Formerly at Epinions.com, written and originally posted in 2003.
I'm not entirely sure what it is, maybe a haunting quality brought on by the film's background, but I keep coming back to this film and it moves me like few others do, every single time. Some regard it as a deconstruction of the western myth, stripping it of all its glory, and I can see that, but it's a whole lot more to me. It’s simply a fantastic, sad film.
Not so much a plot-driven film, as a character-driven film it stars Clark Gable and Eli Wallach (especially good in a character I can, sadly, probably identify with in some ways) as a couple of cowboys; Gable is an aging macho-type who is slowly realising the world has little use now for 'mustanging' (if you like cute widdle horsies, you’d best not watch the film, by the way- you’ve been warned!), while Eli Wallach plays his pilot friend, a widow who feels just a little too sorry for himself for anyone to actually like him. Enter Roslyn (Marilyn Monroe) a depressed divorcee whom attracts the attention and affections of both men, as she joins them on their adventures, despite the fact that she's clearly not a happy gal. Along the way they pick up another lost soul in disfigured young rodeo star Montgomery Clift (disfigured in real-life) who is having mother problems (as he apparently did in real-life). He has a scene with Monroe, two lost souls comforting each other that is among the most moving scenes I've ever seen in a film. Another great moment is a scene where Gable asks Monroe something to the effect of 'What makes you so sad?'. Oh, if only someone had've told Monroe how wonderful and talented she was...Or perhaps she just didn’t want to listen.
The fact that this was the last completed work of Hollywood legends (a good-bye to that golden era, perhaps) Monroe and Gable, and the near-last film of the unfortunate but supremely talented Montgomery Clift adds an extra haunting layer to this film, but the stark cinematography by Russell Metty (making everyone look flawed, even Monroe who is still astoundingly beautiful) and layered screenplay by Arthur Miller are also great.
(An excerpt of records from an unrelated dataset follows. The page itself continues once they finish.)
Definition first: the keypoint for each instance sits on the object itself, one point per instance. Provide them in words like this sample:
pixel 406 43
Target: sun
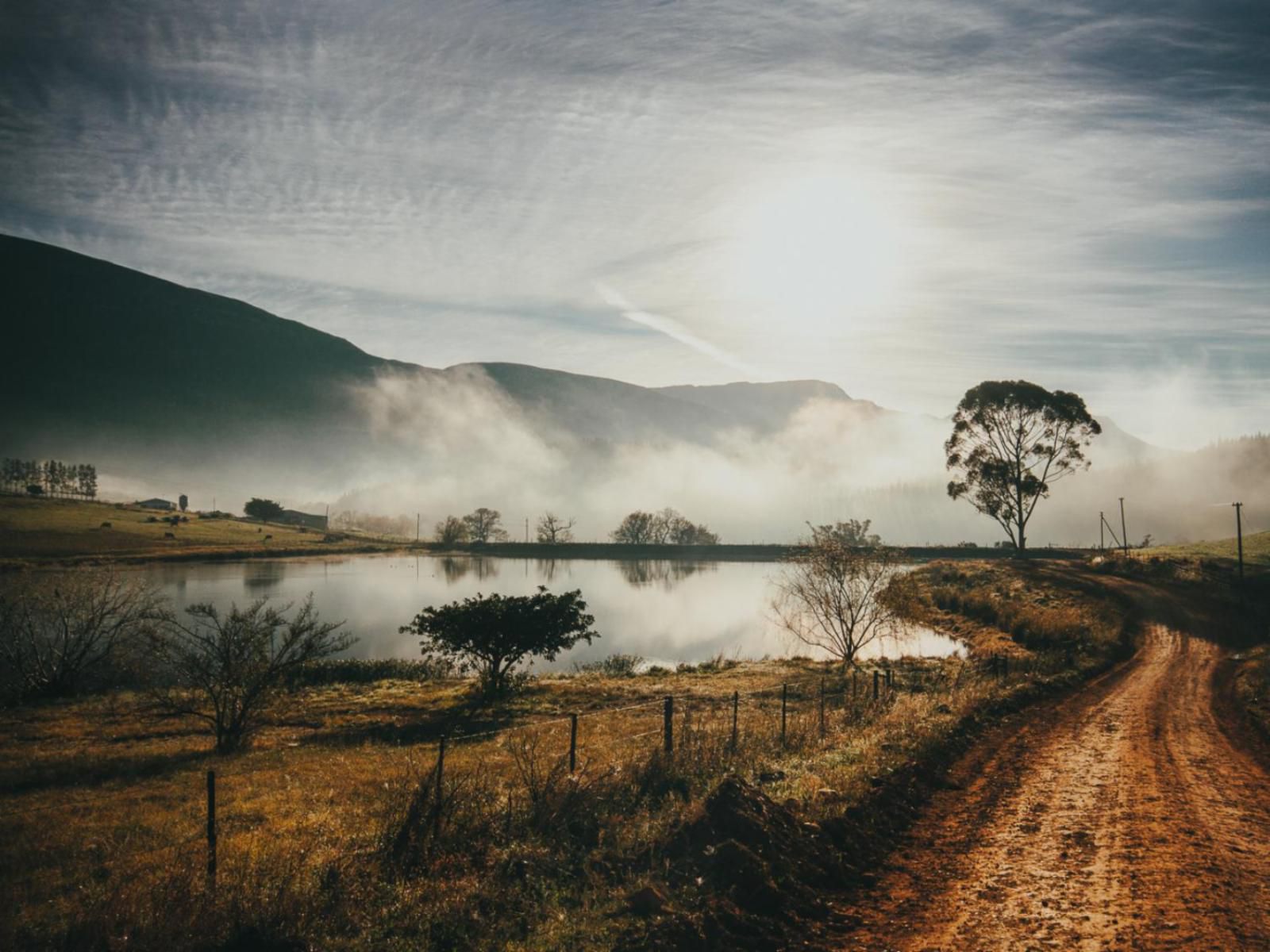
pixel 816 251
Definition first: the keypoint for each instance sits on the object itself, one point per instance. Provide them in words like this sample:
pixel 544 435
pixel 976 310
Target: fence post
pixel 822 708
pixel 211 831
pixel 785 695
pixel 668 724
pixel 441 767
pixel 573 743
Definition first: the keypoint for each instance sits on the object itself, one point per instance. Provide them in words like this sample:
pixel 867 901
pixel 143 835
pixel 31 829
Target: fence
pixel 512 774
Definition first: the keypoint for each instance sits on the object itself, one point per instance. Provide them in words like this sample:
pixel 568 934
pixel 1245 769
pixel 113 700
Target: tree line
pixel 51 478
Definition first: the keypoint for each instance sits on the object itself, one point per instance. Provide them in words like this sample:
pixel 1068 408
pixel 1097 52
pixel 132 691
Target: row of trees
pixel 51 478
pixel 662 528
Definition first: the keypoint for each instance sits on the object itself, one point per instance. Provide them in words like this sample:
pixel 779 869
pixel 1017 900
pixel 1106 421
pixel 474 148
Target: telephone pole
pixel 1124 532
pixel 1238 533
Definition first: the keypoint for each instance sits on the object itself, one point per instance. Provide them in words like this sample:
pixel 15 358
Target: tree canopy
pixel 1011 441
pixel 493 634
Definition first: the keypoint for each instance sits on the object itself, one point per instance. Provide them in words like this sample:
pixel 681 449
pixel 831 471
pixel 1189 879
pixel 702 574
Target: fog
pixel 448 443
pixel 444 442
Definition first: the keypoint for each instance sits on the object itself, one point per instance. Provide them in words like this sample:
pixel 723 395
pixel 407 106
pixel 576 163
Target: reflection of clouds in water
pixel 664 611
pixel 260 578
pixel 668 573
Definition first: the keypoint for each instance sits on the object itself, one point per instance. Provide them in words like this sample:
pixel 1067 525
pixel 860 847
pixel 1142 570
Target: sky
pixel 902 197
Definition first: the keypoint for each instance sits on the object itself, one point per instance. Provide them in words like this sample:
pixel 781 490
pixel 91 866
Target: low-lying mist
pixel 446 442
pixel 451 442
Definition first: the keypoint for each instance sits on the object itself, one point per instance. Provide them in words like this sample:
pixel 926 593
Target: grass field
pixel 102 804
pixel 1257 549
pixel 67 528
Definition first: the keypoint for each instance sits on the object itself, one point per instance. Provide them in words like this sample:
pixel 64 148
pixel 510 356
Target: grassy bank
pixel 59 530
pixel 329 828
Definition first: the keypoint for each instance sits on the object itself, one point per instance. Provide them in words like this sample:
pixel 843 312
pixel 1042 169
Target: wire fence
pixel 514 780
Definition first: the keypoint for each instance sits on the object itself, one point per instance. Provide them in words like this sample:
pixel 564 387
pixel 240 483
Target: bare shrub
pixel 57 631
pixel 225 668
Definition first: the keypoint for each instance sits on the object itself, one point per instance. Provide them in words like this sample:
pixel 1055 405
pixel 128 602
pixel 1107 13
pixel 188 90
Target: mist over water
pixel 664 611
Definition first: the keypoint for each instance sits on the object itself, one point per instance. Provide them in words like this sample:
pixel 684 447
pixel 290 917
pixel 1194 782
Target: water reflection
pixel 459 568
pixel 664 611
pixel 667 573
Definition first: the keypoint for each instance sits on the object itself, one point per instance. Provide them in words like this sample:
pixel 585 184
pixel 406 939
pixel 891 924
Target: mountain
pixel 171 390
pixel 103 355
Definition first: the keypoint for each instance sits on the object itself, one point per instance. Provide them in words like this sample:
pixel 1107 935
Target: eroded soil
pixel 1130 816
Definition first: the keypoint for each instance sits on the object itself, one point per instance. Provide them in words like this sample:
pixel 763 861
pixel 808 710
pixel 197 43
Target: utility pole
pixel 1238 533
pixel 1124 532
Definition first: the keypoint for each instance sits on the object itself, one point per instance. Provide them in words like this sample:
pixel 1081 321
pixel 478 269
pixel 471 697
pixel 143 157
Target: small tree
pixel 638 528
pixel 59 630
pixel 224 670
pixel 264 509
pixel 852 532
pixel 486 526
pixel 833 597
pixel 493 634
pixel 1011 441
pixel 552 530
pixel 451 531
Miller does especially underappreciated work here, underappreciated even by Monroe herself who didn't understand that her flawed and close-to-the-bone character was actually a valentine from Miller. He knew Monroe could play this beautiful but vulnerable girl that everyone wants to be close to, if only to make them feel happy about themselves- it practically was Monroe. Similarly, Gable's character probably symbolised the trek he was currently going through in his career, and although far from my favourite actor, he is excellent here, leathery face and all. Eli Wallach, a method actor like Monroe, butted heads with Gable apparently, but does some of his best work as a not very likeable, but identifiable man. Add to the mix Clift's scarred rodeo dude and Thelma Ritter as the only optimistic character in the film, that of Monroe's friendly landlord who's seen it all and is content, and you've got a film where all the elements just come together perfectly. All of the actors perfectly match their characters and bring something extra to the party. I doubt this could ever be achieved again so successfully. Not that people thought that at first, even Gable was unsure what kind of film they were making, because it was against everything the Western, and a lot of films in general, stood for.
This film still doesn't get the recognition it deserves. It is my favourite film of all-time, and it is certainly a must for fans of any of these actors.